Bernie Wins MI — Wait Whut?

Apparently my state gave Bernie Sanders the most unexpected of wins last night, winning a close race that only one poll even got close (but still predicted a narrow Hillary win). Most polls predicted she’d win it by 20%.

I’m going to spend the day looking at the results. But here’s what I understand to have happened:

  • Hillary won African-Americans, but not by as much as she had in the south. That’s probably consistent with MA’s results, the exit poll for which didn’t break down people of color, but as far as I know no one did the granular analysis of the MA results to figure that out.
  • MI’s Muslims voted for the elderly Polish Jew, by wide margins. That’s not a huge population, but it is big enough to have accounted for much of the differential between Hillary and Bernie. Keith Ellison, one of Sanders’ few Congressional backers, has close ties to the Muslim community here in MI and did some events for him in the last week.
  • Independents turned out in big numbers, and they voted for Sanders by big margins. MI has a completely open voting process, which means independents — who might normally be considered less likely primary voters — can (and apparently did) turn out in big numbers. I suspect, though haven’t yet confirmed it, that support for Bernie outside of SE MI was much higher in terms of numbers; usually when people analyze Democratic contests in this state they just blow off the areas outside of SE MI, because the latter is such a population center of Democratic voters. That may be what pollsters missed. Update: Adding, the Democratic party in my part of the state is pretty dysfunctional, even though there’s a population that should be turning increasingly Democratic. This is where Bernie picked up the numbers to offset Hillary’s SE MI numbers. That suggests he basically created a Democratic infrastructure that doesn’t exist (as Chris Savage pointed out, Bernie set up offices here and in other cities so had more field organizers throughout the state, save Detroit, than Hillary).
  • Students voted, and not just in Ann Arbor. Because of the way they suppress student turnout, University of Michigan is the school at which it is hardest for college students to vote (because they’re more likely to be out of state and/or from all over the state, which means if there’s a registration problem they’ll have harder time going “home” to vote). Bernie did events at EMU, MSU, GVSU, and only then U of M, and while those students are more likely to be dispersed than UM students, they appear to have turned out. Bernie continued to win young people by enormous margins.
  • Hillary underperformed in the rich suburbs. Hillary only won Oakland County, which is the second largest county and is the kind of affluent county Hillary has done really well in this year, by about 4.6%. I thought she’d win by 5 to 7%. I’m not sure why that is — again, it’s always possible cross-over voting is affecting the Democratic side. But had she gotten the numbers in Oakland I would have expected she likely would have won the state. The same is true of Detroit, but turnout in Detroit is less reliable than in Oakland.

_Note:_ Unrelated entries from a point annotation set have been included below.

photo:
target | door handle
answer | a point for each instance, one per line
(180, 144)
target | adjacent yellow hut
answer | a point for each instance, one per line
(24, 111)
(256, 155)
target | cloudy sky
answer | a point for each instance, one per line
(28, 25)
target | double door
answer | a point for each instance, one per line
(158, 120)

There was a lot of talk last night about Hillary’s cynical auto bailout attack misfiring. Apparently, some top UAW people got quite pissed about it and were communicating about it among themselves.

It may be that Michiganders realized that was a dishonest attack, but I think it just as likely they responded to Sanders’ comments about Hillary’s trade record (curiously, he never even hammered on KORUS, where her involvement is much more direct than some of the other trade agreements she has supported, and which has had a clear impact on MI jobs). I’ve been predicting for some time that Hillary’s record on trade would hurt her in the state. Exit polls showed that those who think trade agreements have cost MI jobs voted in fairly big numbers for Bernie.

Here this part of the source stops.